This summer while visiting my daughter at her home in Queenstown, New Zealand, we were walking along the picturesque waterfront with the snow capped mountains in the background. There, playing a beat up piano, sat a man totally absorbed in making beautiful music. The piano busker, as he is known, is there most days to share his original compositions and add to the idyllic setting on Lake Waukatipu.
His music drew a good-sized crowd who had stopped to listen. When the crowd dispersed I saw the sign propped against his stool and felt a lump in my throat. As I read it, I experienced a flood of emotions.
It stated, "This piano came from the dump. I have restored, repaired and re-tuned it in an ongoing self-inflicted piano tuning apprenticeship."

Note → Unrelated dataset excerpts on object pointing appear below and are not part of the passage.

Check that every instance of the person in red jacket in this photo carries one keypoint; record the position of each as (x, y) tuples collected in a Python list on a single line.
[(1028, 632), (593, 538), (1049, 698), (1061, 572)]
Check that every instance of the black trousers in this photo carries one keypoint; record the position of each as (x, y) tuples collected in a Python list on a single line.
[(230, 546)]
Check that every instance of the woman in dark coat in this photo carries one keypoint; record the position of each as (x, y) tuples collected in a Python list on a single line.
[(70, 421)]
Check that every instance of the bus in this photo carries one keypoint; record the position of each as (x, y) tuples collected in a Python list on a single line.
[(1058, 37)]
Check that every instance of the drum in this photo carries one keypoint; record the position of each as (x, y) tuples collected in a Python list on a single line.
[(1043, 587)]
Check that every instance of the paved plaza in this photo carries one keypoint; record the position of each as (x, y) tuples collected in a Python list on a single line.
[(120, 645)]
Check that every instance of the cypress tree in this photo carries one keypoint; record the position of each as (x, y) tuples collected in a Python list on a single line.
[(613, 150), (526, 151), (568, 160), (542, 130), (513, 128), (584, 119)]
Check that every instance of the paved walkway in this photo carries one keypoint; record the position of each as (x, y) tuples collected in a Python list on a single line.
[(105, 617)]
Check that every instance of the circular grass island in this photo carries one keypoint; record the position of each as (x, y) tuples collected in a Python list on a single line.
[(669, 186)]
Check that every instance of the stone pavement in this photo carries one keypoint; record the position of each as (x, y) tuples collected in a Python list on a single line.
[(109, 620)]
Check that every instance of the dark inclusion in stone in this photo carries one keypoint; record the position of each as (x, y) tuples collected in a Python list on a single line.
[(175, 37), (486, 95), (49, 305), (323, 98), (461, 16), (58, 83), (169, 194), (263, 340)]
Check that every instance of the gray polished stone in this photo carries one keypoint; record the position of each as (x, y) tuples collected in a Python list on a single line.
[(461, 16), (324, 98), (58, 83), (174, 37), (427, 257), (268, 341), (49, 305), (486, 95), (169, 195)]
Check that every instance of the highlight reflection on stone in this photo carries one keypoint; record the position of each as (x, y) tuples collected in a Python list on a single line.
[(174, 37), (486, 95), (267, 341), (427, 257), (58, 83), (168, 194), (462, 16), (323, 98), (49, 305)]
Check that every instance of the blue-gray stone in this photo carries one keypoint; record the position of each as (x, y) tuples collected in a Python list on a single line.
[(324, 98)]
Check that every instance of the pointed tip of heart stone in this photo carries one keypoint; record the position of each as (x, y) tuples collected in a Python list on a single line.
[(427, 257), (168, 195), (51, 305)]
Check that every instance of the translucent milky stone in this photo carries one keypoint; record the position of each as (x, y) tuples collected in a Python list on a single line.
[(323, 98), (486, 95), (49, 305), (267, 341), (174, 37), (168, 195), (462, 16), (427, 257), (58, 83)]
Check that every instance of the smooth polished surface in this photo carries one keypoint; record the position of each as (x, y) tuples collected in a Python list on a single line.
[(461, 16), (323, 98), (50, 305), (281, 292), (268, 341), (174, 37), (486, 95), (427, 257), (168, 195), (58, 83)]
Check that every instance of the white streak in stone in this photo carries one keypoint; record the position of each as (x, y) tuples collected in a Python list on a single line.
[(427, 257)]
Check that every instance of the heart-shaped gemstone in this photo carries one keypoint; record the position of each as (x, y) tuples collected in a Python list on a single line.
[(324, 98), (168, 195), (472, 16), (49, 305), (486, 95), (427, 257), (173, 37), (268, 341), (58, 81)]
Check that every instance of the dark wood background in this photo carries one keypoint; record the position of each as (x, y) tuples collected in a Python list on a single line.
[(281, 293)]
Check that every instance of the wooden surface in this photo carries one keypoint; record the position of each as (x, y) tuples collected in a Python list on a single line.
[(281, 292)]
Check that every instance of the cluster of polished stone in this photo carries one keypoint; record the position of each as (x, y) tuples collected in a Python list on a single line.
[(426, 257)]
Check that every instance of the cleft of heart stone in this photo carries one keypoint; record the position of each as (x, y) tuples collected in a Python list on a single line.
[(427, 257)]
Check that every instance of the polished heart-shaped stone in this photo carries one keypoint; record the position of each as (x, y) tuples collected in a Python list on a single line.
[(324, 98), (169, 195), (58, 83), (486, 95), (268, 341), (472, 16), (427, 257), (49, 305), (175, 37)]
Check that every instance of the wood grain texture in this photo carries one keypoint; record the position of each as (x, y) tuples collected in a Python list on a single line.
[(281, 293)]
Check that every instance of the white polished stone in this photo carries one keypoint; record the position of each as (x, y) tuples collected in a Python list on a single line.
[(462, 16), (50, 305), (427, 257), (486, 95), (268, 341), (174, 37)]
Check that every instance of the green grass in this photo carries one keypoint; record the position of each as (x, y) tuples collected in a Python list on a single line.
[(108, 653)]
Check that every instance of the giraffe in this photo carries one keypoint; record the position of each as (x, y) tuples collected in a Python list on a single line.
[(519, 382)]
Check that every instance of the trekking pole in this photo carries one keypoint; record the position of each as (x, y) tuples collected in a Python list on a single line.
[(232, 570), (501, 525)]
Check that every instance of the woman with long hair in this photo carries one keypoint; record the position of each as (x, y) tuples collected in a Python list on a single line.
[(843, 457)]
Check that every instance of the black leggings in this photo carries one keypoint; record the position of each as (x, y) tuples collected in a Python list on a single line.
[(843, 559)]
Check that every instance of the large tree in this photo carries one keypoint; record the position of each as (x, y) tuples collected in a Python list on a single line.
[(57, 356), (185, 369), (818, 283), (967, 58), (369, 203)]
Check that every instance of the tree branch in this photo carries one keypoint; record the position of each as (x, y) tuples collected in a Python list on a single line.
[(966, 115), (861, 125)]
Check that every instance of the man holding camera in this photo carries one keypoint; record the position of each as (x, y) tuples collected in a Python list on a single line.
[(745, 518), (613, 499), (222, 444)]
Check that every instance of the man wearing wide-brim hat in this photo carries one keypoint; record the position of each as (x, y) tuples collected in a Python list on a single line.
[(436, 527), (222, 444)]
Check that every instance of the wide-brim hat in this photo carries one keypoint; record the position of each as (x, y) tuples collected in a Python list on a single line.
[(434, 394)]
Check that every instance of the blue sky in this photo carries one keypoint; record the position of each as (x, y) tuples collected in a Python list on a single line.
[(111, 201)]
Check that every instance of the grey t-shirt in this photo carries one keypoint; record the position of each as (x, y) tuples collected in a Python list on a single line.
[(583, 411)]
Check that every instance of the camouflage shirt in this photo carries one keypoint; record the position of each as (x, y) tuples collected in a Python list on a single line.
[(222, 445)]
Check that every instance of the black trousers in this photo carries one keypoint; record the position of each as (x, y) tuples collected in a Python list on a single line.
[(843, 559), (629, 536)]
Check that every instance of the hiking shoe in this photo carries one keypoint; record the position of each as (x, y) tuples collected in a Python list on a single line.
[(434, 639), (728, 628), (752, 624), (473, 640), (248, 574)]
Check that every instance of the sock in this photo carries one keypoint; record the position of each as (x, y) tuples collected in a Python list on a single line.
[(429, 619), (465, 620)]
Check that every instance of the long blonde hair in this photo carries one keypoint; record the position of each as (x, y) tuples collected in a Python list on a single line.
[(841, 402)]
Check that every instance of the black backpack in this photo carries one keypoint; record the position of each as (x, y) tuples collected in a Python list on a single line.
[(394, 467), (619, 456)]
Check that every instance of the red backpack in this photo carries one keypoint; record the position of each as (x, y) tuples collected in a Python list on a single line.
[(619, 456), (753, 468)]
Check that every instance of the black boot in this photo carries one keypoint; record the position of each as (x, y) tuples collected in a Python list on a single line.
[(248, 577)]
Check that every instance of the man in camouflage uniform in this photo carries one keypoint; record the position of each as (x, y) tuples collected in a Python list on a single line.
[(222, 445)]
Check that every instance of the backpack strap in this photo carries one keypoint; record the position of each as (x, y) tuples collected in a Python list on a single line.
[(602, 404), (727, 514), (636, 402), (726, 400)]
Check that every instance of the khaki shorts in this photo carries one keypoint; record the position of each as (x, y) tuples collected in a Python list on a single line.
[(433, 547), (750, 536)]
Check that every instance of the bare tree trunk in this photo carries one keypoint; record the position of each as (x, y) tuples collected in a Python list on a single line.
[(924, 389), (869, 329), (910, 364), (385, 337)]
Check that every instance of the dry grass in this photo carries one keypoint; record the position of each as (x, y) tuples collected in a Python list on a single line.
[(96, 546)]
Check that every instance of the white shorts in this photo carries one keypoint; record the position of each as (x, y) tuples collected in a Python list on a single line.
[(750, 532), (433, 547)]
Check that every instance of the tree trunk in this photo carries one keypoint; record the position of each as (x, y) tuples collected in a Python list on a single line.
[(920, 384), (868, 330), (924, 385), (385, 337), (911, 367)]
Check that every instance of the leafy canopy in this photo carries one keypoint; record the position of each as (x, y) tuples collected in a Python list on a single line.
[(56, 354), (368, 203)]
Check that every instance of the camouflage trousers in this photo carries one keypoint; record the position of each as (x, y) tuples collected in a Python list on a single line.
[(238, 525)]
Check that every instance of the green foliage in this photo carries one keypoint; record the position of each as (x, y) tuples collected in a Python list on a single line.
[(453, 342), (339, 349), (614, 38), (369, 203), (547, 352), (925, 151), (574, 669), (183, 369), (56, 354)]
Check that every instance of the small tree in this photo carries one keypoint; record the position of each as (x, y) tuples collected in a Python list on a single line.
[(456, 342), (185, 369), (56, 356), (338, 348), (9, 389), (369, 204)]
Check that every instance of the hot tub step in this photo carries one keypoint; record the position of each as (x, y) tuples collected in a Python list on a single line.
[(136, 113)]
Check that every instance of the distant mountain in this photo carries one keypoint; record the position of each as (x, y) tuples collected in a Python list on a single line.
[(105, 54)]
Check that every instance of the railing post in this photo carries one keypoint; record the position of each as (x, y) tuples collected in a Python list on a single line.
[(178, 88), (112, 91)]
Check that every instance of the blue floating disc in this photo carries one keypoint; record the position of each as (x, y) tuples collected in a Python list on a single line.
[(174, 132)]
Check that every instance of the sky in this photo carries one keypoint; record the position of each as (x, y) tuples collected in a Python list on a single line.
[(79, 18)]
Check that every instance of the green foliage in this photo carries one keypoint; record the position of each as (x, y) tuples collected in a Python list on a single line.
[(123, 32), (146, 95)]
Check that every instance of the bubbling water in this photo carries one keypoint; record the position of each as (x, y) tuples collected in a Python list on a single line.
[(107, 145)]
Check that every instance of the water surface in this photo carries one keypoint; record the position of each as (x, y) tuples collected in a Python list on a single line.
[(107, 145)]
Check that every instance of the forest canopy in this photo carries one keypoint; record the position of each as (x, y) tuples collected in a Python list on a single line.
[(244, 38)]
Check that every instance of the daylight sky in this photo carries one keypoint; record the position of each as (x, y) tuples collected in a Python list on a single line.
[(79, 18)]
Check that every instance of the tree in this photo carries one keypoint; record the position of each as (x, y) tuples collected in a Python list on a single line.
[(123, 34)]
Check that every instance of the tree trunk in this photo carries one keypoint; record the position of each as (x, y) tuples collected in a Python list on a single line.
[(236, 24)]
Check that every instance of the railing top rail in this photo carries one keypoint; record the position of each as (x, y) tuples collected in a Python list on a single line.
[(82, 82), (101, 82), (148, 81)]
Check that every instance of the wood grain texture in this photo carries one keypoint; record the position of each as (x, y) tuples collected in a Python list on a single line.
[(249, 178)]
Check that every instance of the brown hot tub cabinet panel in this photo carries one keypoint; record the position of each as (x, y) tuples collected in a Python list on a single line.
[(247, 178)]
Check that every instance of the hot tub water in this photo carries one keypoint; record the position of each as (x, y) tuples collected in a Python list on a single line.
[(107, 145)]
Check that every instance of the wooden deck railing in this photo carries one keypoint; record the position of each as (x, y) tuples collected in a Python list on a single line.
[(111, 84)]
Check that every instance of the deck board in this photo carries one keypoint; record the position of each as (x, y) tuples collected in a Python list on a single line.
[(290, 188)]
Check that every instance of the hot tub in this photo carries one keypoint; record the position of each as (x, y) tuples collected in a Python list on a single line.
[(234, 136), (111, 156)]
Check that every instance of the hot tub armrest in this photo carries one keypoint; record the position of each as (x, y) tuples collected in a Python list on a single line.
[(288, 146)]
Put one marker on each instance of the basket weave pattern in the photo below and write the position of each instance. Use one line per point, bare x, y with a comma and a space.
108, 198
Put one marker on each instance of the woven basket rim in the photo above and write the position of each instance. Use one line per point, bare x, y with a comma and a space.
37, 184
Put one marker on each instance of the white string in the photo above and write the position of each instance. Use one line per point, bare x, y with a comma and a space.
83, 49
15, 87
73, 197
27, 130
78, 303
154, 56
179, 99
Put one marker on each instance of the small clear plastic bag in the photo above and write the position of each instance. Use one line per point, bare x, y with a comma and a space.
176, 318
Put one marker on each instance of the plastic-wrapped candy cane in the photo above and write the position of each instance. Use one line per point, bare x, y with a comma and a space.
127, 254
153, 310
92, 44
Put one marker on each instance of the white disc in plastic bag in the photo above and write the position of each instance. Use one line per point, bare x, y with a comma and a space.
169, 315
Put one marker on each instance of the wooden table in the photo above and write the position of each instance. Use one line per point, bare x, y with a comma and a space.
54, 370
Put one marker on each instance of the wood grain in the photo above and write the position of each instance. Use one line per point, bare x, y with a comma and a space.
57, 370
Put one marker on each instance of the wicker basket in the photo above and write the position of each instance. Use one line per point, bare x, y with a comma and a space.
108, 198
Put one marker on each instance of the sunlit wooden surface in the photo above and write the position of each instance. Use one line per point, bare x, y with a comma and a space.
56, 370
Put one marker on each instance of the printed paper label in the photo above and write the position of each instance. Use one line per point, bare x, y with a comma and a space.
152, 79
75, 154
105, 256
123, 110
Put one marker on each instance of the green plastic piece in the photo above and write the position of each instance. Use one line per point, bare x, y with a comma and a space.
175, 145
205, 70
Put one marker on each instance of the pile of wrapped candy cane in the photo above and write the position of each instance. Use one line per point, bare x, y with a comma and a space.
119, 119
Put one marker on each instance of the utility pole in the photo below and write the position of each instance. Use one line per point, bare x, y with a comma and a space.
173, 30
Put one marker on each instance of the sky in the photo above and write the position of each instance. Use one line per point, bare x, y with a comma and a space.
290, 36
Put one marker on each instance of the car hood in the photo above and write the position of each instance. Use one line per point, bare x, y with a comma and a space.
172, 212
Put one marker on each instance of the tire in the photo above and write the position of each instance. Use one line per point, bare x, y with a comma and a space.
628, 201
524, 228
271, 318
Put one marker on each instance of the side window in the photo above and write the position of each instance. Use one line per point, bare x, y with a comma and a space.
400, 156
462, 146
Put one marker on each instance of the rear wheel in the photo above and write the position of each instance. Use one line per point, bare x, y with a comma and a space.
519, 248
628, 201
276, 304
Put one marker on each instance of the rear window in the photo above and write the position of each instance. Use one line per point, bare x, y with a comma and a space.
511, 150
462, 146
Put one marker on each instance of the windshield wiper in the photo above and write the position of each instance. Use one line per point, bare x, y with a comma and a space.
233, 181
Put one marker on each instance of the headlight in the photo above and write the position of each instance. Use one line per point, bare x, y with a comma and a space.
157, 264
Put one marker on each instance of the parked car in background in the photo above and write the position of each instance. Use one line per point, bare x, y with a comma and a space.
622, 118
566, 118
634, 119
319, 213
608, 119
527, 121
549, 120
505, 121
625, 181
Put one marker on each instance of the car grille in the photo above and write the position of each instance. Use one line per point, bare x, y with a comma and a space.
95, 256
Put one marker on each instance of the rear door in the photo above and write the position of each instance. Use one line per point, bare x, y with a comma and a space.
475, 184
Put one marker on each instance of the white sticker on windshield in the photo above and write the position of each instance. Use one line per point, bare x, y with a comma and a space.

As I read it I was overcome by the thought, "Isn't that what School Counselors do?" Like the piano busker we find value, beauty, and dignity in those who may feel broken or discarded. We help students who feel others may have given up on them or tossed them aside. We "rescue" students from the dumps of their own feelings and thoughts and do all we can to restore them to a place where they can feel their own value again. We attempt to "repair" their hurts by offering hope and our emotional support. We "re-tune" them by teaching them new skills, new perspectives, or a way to cope with a situation beyond their control.
As School Counselors we are "re-tuning" our students to find the beauty and value they possess and giving them the skills to make something beautiful out of lives others may dismiss as worthless.
How do you restore, repair and re-tune the students and relationships in your school? Is there a student in your school who is like the piano rescued by the piano busker? I would love to hear your thoughts below.